L’effet de la granulométrie est discuté par la suite.
Pour la préparation de l’échantillon (figure 2.1) et afin de sélectionner une gamme granulométrique précise, la fritte de verre est broyée à l’aide d’un vibro-broyeur et tamisée par la suite. Dans un second temps, le calcinat est tamisé à son tour. Les poudres sont ensuite intimement mélangées dans un mélangeur dynamique tridimensionnel (communément désigné par Turbula) avec un ratio calcinat/fritte de verre permettant l’obtention rapport F/V (fritte de verre/verre final) cible, qui est ici de 0,76.
FIGURE 2.1 – Illustration des différentes étapes de préparation du mélange de fritte de verre et de calcinat en vue des études de réactivité.
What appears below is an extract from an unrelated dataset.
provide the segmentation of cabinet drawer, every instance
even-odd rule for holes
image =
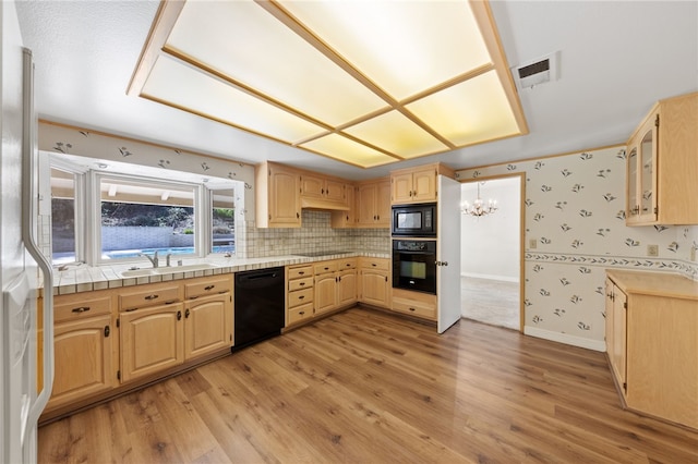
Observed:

Traitement thermique imposé
Les approches de caractérisation et d’identification des réactions chimiques mises en oeuvre reposent sur de multiples techniques de caractérisation ex-situ et in-situ en température dans une gamme de température allant jusqu’à 1200°C (température nominale d’élaboration du verre en creuset froid). Elles sont réalisées dans des conditions anisothermes à vitesse de chauffe constante.
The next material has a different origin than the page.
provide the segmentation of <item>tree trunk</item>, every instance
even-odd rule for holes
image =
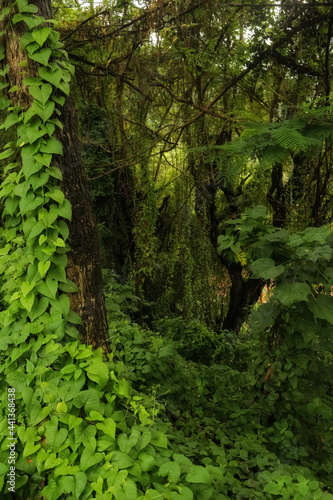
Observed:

Ce choix découle du fait que lors de l’élaboration en creuset froid, les précurseurs arrivent à la surface du bain de verre à une température inférieure à celle de ce dernier et sont donc soumis à une rampe de montée en température dépendante de la température initiale de la zone d’arrivée et de la vitesse de brassage. De plus, comparativement aux analyses isothermes, les analyses anisothermes présentent un certains nombre d’avantages. Elles permettent de :
— Étudier et modéliser la réaction dans une gamme de température étendue et à partir d’un seul échantillon ; par rapport aux conditions isothermes où de nombreuses expérimentations auraient été nécessaires pour balayer la même gamme de température. Ceci permet de résoudre en partie les problèmes de répétabilité avec des échantillons fortement hétérogènes.
— Éviter la problématique qui existe en conditions isothermes pour amener l’échantillon à la température cible.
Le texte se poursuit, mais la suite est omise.